È ripreso nel pomeriggio il processo per il delitto di via Valdani. La Corte delle Assise criminali presieduta ha esaminato i reati finanziari contestati ai due imputati. Il primo, legato e contestato unicamente al 29enne, è quello di riciclaggio di denaro e risale ai primi mesi del 2014: l’uomo è accusato di avere effettuato una decina di operazioni di cambio, da euro a franchi per un importo di circa 70-80mila euro, “denaro che sapeva o doveva presumere provenire da un crimine o meglio per associazione a delinquere finalizzata alla commissione di reati tributari, estorsione e usura commessi in Italia”. Tra le persone per cui avrebbe effettuato questi cambi ci sarebbe anche una persona con legami con la camorra. «Ho fatto dei cambi alla domenica, ma non a queste persone». Il padre deve rispondere di truffa, cattiva gestione, falsità in documenti e omissione della contabilità. «Tutte situazioni che gestiva il contabile che non mi aggiornava. Alcune volte mi arrivavano bollettini per dei ritardi – ha spiegato il 57enne –. Sono stato leggero ad affidarmi a questa persona: quando l’ho capito era troppo tardi».

I risultati della perizia psichiatrica

A Pasquale Ignorato è stato riscontrato «un lieve disturbo della personalità misto». Lo ha spiegato il giudice Marco Villa riassumendo i risultati della perizia psichiatrica a cui l’uomo è stato sottoposto. Dalla stessa è emerso che «il quadro psicopatologico non ha condizionato l’atto illecito» e che «il rischio di commettere nuovi reati gravi non è da escludere anche se è remoto». Per il suo futuro «potrebbe giovare una psicoterapia ambulatoriale».

‘C’è rischio di fuga’

La Procuratrice pubblica Marisa Alfier ha annunciato che, in caso di condanna, chiederà la carcerazione di sicurezza per il 29enne dato che «c’è rischio di fuga». Una tesi contestata dall’avvocato Elio Brunetti che ha ricordato che il suo assistito, dal momento della scarcerazione, «si è attenuto alle norme di condotta imposte dalla pubblica accusa, che a un certo punto ha revocato. Oggi è qui, e vista la sua situazione professionale e familiare, non ha certamente intenzione di lasciare il Ticino per darsi alla fuga». Per Alfier «in caso di una condanna, che potrebbe essere di lunga durata, per il reato di assassinio, il pericolo di fuga diventa reale e concreto».

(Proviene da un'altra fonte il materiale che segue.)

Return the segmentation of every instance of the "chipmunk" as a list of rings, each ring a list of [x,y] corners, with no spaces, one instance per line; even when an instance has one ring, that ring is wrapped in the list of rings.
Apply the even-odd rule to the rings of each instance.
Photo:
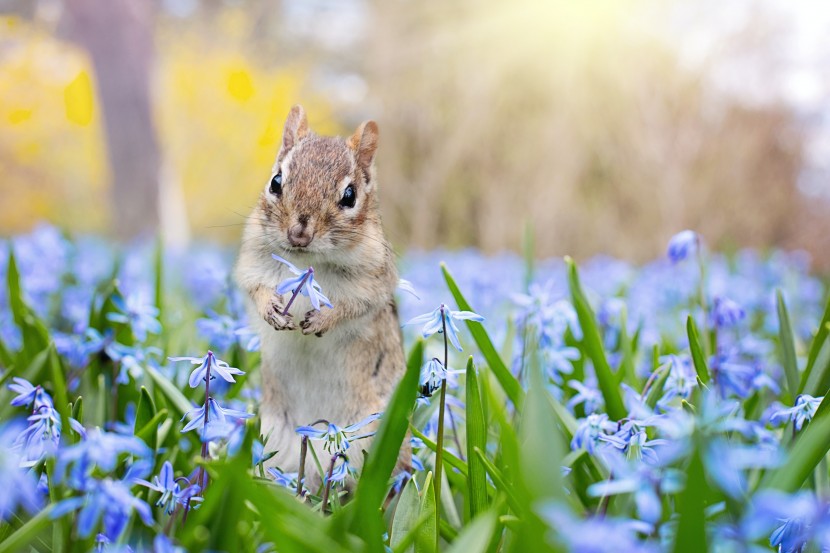
[[[271,177],[245,225],[234,273],[261,338],[262,433],[269,436],[266,451],[277,451],[268,464],[287,472],[299,467],[296,427],[320,419],[343,427],[382,412],[405,370],[394,299],[398,273],[378,206],[377,144],[374,121],[348,139],[318,136],[303,108],[294,106]],[[290,293],[275,289],[293,275],[274,253],[313,267],[333,307],[311,309],[309,298],[298,295],[284,315]],[[379,423],[372,424],[367,431]],[[348,450],[358,469],[368,441]],[[319,443],[309,445],[327,465]],[[399,464],[405,457],[402,450]],[[319,484],[310,453],[305,474]]]

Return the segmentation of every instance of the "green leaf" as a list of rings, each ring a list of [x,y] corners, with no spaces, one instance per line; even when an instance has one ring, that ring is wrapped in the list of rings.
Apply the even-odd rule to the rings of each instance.
[[[66,396],[66,377],[64,375],[63,363],[58,355],[54,344],[49,345],[49,366],[52,376],[52,394],[55,409],[61,416],[64,428],[69,428],[69,398]]]
[[[507,504],[510,505],[510,508],[513,509],[513,511],[516,513],[521,513],[524,509],[522,508],[521,503],[516,498],[516,495],[513,492],[513,486],[511,486],[507,482],[502,472],[484,455],[484,452],[480,449],[475,448],[475,455],[481,461],[481,464],[484,465],[484,468],[487,470],[487,472],[490,474],[490,478],[496,485],[496,489],[500,492],[503,492],[505,497],[507,497]]]
[[[380,428],[372,440],[363,474],[357,483],[352,529],[363,537],[370,551],[383,551],[380,537],[384,528],[380,508],[386,497],[389,477],[398,461],[401,444],[406,437],[423,357],[424,343],[419,340],[412,348],[406,373],[381,418]]]
[[[44,530],[53,524],[49,518],[54,505],[47,505],[42,511],[26,521],[15,532],[0,542],[0,553],[17,553],[25,551]]]
[[[608,416],[613,420],[620,420],[627,415],[625,404],[623,404],[620,395],[620,387],[617,379],[611,373],[611,366],[608,365],[608,359],[605,357],[602,336],[599,333],[594,312],[591,310],[588,298],[585,297],[585,292],[579,282],[576,264],[570,257],[565,258],[565,261],[568,264],[568,284],[571,288],[574,309],[576,309],[577,317],[579,317],[579,326],[582,327],[583,350],[594,364],[594,372],[599,382],[602,397],[605,400]]]
[[[522,410],[520,461],[525,488],[534,500],[564,499],[560,472],[550,470],[551,467],[561,466],[564,456],[562,436],[556,421],[538,355],[532,355],[530,386]]]
[[[72,418],[81,424],[84,423],[84,398],[81,396],[72,404]]]
[[[785,492],[798,490],[830,450],[830,394],[826,394],[813,420],[795,439],[781,465],[768,472],[762,487]]]
[[[822,396],[830,388],[830,340],[825,340],[816,354],[810,370],[801,375],[801,392],[811,396]]]
[[[392,534],[389,545],[392,549],[401,547],[404,539],[409,536],[412,529],[416,527],[421,514],[421,500],[418,497],[418,487],[415,480],[409,479],[403,488],[398,506],[395,508],[395,518],[392,520]],[[414,550],[414,547],[407,548]]]
[[[810,344],[810,351],[807,354],[807,365],[804,367],[804,373],[801,375],[801,385],[798,387],[798,393],[805,391],[805,385],[810,378],[813,367],[818,361],[819,353],[827,344],[827,336],[830,334],[830,297],[827,298],[827,306],[824,308],[824,315],[821,317],[821,322],[818,325],[816,335],[813,337],[813,342]]]
[[[153,382],[156,386],[159,387],[162,394],[170,401],[170,404],[179,412],[180,415],[184,415],[188,411],[193,409],[193,405],[188,401],[184,394],[179,391],[176,386],[170,382],[167,378],[164,377],[160,372],[158,372],[153,367],[146,367],[144,369],[150,378],[153,379]]]
[[[162,409],[158,413],[155,413],[153,418],[147,421],[144,426],[140,428],[137,427],[137,430],[135,431],[136,437],[144,440],[144,443],[155,451],[158,449],[158,427],[166,419],[167,409]]]
[[[775,291],[778,304],[778,336],[781,342],[781,364],[784,366],[784,374],[787,377],[787,389],[790,392],[790,399],[798,395],[798,363],[795,357],[795,341],[793,340],[793,329],[790,325],[790,315],[787,312],[787,304],[784,303],[784,296],[781,290]]]
[[[138,407],[135,409],[135,421],[133,422],[133,433],[144,428],[153,417],[156,416],[156,404],[153,398],[150,397],[150,392],[144,386],[141,387],[141,393],[138,398]]]
[[[473,358],[467,359],[467,487],[470,494],[470,519],[489,507],[487,501],[487,474],[481,459],[474,454],[476,448],[487,450],[487,421],[481,407],[481,394]]]
[[[493,511],[476,517],[472,524],[467,525],[458,534],[447,549],[447,553],[484,553],[487,551],[487,546],[490,545],[490,540],[496,531],[496,520],[497,515]]]
[[[450,293],[455,299],[455,302],[458,304],[458,308],[463,311],[473,311],[473,308],[464,298],[464,295],[455,283],[455,279],[453,279],[449,269],[444,263],[441,263],[441,271],[444,273],[444,280],[447,281],[447,287],[450,289]],[[507,397],[513,402],[513,405],[518,408],[521,406],[522,400],[524,399],[524,390],[522,390],[519,381],[516,380],[516,377],[513,376],[513,373],[510,372],[507,365],[505,365],[504,361],[502,361],[501,356],[498,354],[498,351],[496,351],[495,346],[493,346],[493,341],[490,340],[490,336],[487,334],[484,327],[479,323],[470,321],[465,322],[467,324],[467,328],[470,329],[470,334],[472,334],[473,340],[475,340],[479,351],[481,351],[481,354],[484,356],[487,366],[490,367],[493,375],[495,375],[496,379],[499,381],[504,393],[507,394]]]
[[[703,470],[703,460],[699,445],[695,446],[686,471],[686,487],[678,498],[677,536],[674,541],[675,553],[695,551],[705,553],[709,550],[706,540],[706,491],[708,484]]]
[[[438,514],[435,509],[435,481],[432,473],[427,475],[421,497],[421,516],[427,521],[421,527],[415,540],[416,553],[436,553],[438,549]]]
[[[692,352],[692,363],[697,376],[704,384],[709,384],[709,368],[706,366],[706,356],[700,347],[700,333],[691,315],[686,319],[686,334],[689,337],[689,350]]]
[[[9,260],[6,267],[6,282],[9,291],[9,307],[14,323],[20,329],[23,348],[18,354],[17,365],[27,365],[40,352],[49,346],[49,331],[34,311],[23,299],[20,272],[12,248],[9,248]]]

Le pretese di risarcimento

Per il tramite dell’avvocato Stefano Ferrari, moglie e figlio di Angelo Falconi hanno presentato pretese di risarcimento per complessivi 145mila franchi per danni materiali e spese funerarie, spese legali e torto morale. L’avvocato Elio Brunetti ha invece annunciato che presenterà richieste di risarcimento per 106’400 franchi per i 532 giorni «d’ingiusta carcerazione» del 29enne, oltre che a 50mila franchi di risarcimento per torto morale e le spese legali e d’inchiesta a carico dello Stato in caso di proscioglimento.

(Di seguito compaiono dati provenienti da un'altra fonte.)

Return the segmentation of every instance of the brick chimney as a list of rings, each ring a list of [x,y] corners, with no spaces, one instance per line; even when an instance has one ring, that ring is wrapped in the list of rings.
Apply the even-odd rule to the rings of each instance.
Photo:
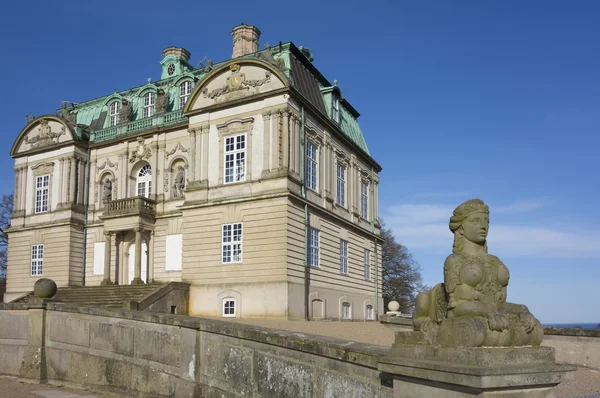
[[[241,25],[235,26],[231,31],[233,36],[233,55],[232,58],[242,55],[255,53],[258,51],[258,39],[260,30],[256,26]]]
[[[190,61],[190,52],[182,47],[167,47],[163,50],[163,57],[174,55],[180,58],[183,62],[188,63]]]

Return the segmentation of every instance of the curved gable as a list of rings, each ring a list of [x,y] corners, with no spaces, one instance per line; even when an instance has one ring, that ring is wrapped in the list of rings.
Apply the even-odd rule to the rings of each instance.
[[[62,118],[53,115],[40,116],[21,130],[10,150],[10,156],[36,149],[50,148],[78,140],[75,131]]]
[[[210,105],[289,87],[288,79],[272,65],[256,59],[235,59],[212,70],[186,102],[187,114]]]

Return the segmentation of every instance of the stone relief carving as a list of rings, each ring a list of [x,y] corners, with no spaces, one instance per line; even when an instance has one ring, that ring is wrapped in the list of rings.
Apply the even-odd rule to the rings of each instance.
[[[102,186],[102,202],[109,202],[110,200],[112,200],[112,181],[107,178]]]
[[[25,114],[25,122],[27,122],[27,124],[33,122],[35,120],[35,116],[30,115],[29,113]]]
[[[31,168],[34,176],[51,174],[54,171],[54,162],[39,163]]]
[[[163,182],[163,190],[169,192],[169,170],[165,171],[165,177]]]
[[[75,114],[75,106],[71,103],[71,109],[67,108],[67,103],[62,103],[62,109],[60,110],[60,117],[66,120],[69,124],[75,126],[77,124],[77,115]]]
[[[185,169],[183,166],[177,168],[177,174],[173,179],[173,197],[183,198],[183,190],[185,189]]]
[[[184,148],[183,145],[181,145],[181,142],[178,142],[177,145],[173,147],[173,149],[167,152],[167,158],[169,158],[169,156],[173,155],[177,151],[187,152],[188,150],[187,148]]]
[[[283,58],[275,59],[273,57],[273,51],[271,50],[269,43],[265,44],[265,51],[258,54],[258,59],[270,63],[281,71],[286,71],[289,69],[287,66],[285,66],[285,61]]]
[[[210,92],[208,88],[205,88],[202,90],[204,98],[210,98],[218,103],[247,97],[257,94],[260,86],[271,81],[271,72],[269,71],[265,71],[264,79],[251,80],[246,79],[246,74],[240,72],[241,68],[238,64],[232,64],[229,69],[231,75],[227,78],[225,85]]]
[[[167,111],[167,107],[169,106],[169,100],[171,99],[171,95],[168,91],[163,89],[158,90],[158,95],[156,96],[156,113],[165,113]]]
[[[131,108],[131,103],[126,99],[123,99],[121,109],[119,110],[119,123],[127,123],[131,121],[132,113],[133,110]]]
[[[217,126],[220,134],[234,134],[252,131],[254,118],[233,119]]]
[[[102,163],[100,166],[98,166],[96,168],[96,174],[100,173],[102,170],[104,170],[106,167],[111,167],[114,168],[115,170],[119,170],[119,163],[118,162],[111,162],[110,159],[106,159],[104,161],[104,163]]]
[[[204,58],[204,59],[206,59],[206,58]],[[211,70],[213,70],[213,61],[212,61],[212,59],[209,59],[208,61],[206,61],[206,66],[204,66],[202,61],[200,61],[200,62],[198,62],[198,67],[199,67],[199,69],[202,70],[202,73],[208,73]]]
[[[131,152],[129,163],[133,163],[136,160],[150,159],[150,156],[152,156],[152,149],[146,146],[143,137],[138,137],[137,142],[138,148]]]
[[[26,144],[31,145],[31,149],[43,148],[49,145],[58,144],[59,137],[63,134],[66,134],[65,126],[61,126],[60,133],[52,132],[52,128],[48,124],[47,119],[42,119],[40,121],[40,128],[38,131],[38,135],[34,137],[27,136],[23,139]]]

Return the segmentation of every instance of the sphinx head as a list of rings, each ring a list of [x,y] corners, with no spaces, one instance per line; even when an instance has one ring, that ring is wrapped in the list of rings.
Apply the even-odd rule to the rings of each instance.
[[[490,209],[481,199],[471,199],[456,209],[450,217],[450,231],[454,234],[452,251],[463,251],[464,240],[485,247],[487,252],[487,233],[490,225]]]

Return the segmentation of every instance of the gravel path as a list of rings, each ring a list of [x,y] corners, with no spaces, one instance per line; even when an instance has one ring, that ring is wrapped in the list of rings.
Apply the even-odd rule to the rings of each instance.
[[[34,394],[34,392],[40,394]],[[14,377],[0,376],[1,398],[40,398],[43,396],[56,398],[124,398],[123,395],[91,392],[52,384],[36,384]]]
[[[377,322],[305,322],[278,319],[223,319],[229,322],[263,326],[273,329],[292,330],[300,333],[337,337],[343,340],[376,344],[391,347],[394,331]],[[556,388],[558,397],[594,397],[600,398],[600,372],[580,369],[571,381]]]

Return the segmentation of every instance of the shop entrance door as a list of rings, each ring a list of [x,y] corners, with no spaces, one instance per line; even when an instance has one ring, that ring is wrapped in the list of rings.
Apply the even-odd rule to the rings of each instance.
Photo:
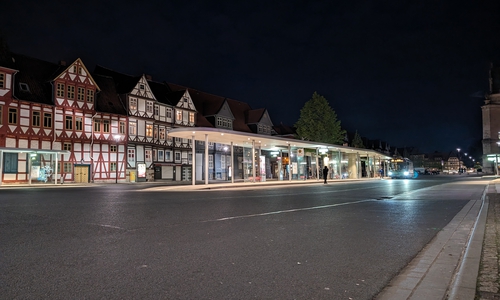
[[[75,166],[75,182],[88,183],[89,182],[89,167],[88,166]]]

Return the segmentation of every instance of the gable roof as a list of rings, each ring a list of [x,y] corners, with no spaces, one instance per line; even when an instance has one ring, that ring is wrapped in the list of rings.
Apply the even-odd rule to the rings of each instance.
[[[172,92],[168,84],[166,84],[165,82],[157,82],[152,80],[148,80],[148,84],[151,88],[151,92],[153,92],[153,95],[158,102],[167,105],[173,105],[170,101],[171,97],[169,97],[168,94],[175,92]]]
[[[0,64],[18,71],[14,76],[14,97],[35,103],[54,104],[51,82],[66,67],[12,52]],[[27,84],[29,91],[21,90],[20,83]]]
[[[96,95],[96,110],[100,112],[127,115],[127,110],[116,92],[113,78],[95,74],[94,80],[101,88],[101,91]]]
[[[252,109],[246,111],[247,115],[247,124],[256,124],[259,123],[264,115],[266,110],[264,108]]]
[[[96,65],[93,75],[104,75],[113,78],[115,89],[118,94],[128,94],[136,86],[142,76],[123,74],[100,65]]]

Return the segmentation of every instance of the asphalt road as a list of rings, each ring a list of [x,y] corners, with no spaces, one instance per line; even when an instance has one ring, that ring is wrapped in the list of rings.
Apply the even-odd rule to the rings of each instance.
[[[0,189],[2,299],[371,299],[487,180]]]

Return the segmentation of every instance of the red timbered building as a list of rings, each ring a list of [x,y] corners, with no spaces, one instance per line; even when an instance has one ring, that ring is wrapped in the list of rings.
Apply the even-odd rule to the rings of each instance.
[[[100,89],[83,62],[3,57],[1,182],[125,179],[117,165],[124,159],[125,132],[119,134],[126,115],[96,109]]]

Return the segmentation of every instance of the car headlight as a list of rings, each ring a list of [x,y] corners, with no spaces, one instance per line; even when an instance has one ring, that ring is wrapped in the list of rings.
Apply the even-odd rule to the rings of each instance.
[[[392,175],[392,171],[389,171],[389,175]]]
[[[405,176],[408,176],[408,174],[410,173],[408,173],[408,171],[405,171],[403,174],[405,174]]]

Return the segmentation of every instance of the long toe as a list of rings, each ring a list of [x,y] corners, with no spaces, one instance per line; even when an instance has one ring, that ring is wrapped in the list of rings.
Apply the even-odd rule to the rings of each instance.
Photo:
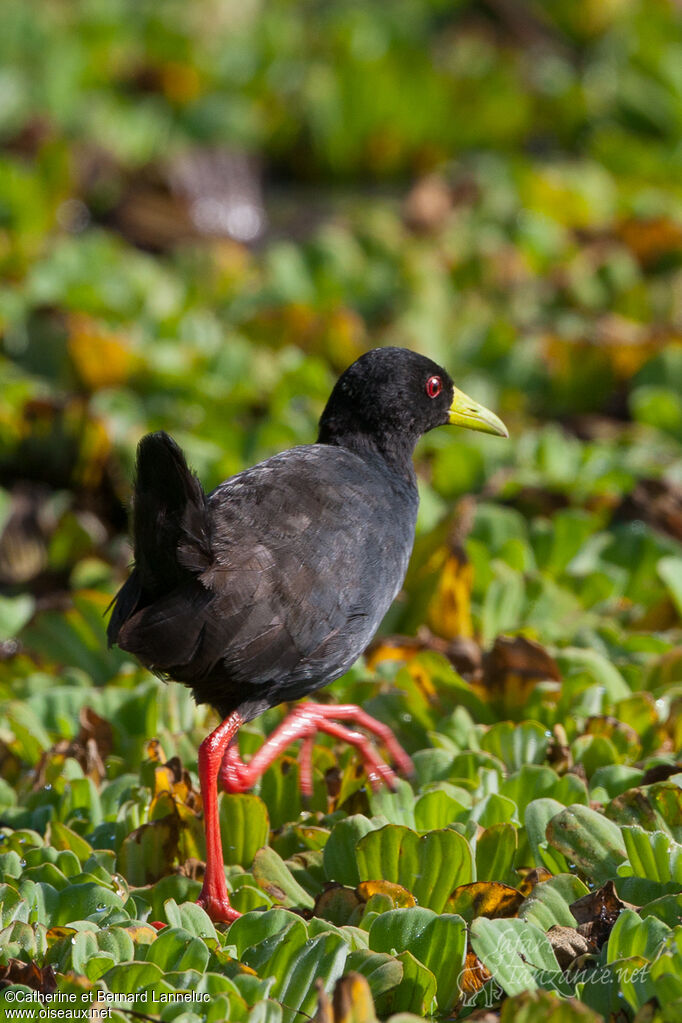
[[[357,749],[365,763],[372,788],[378,788],[383,782],[394,790],[398,780],[395,772],[381,759],[367,736],[363,732],[349,728],[349,723],[359,726],[365,732],[369,732],[379,739],[401,774],[408,776],[413,774],[412,761],[388,725],[377,721],[360,707],[356,707],[355,704],[334,706],[333,704],[301,703],[275,729],[248,763],[241,759],[237,744],[232,743],[225,751],[220,765],[220,784],[226,792],[246,792],[247,789],[255,785],[280,753],[283,753],[292,743],[302,739],[303,746],[299,754],[301,765],[299,777],[301,791],[309,797],[313,792],[314,737],[317,732],[324,732]]]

Quella cartuccia nel comodino

Nel lungo elenco dei sequestri inseriti nell’atto d’accusa c’è anche una cartuccia calibro 7.65. Pur non essendo oggetto del dibattimento, l’oggetto rinvenuto nel comodino dell’abitazione ha attirato la curiosità del giudice, che ha chiesto spiegazioni a Pasquale Ignorato. «L’ho trovata anni fa per strada e l’ho presa. L’intenzione era quella di svuotarla e farne un ciondolo, poi me la sono dimenticata».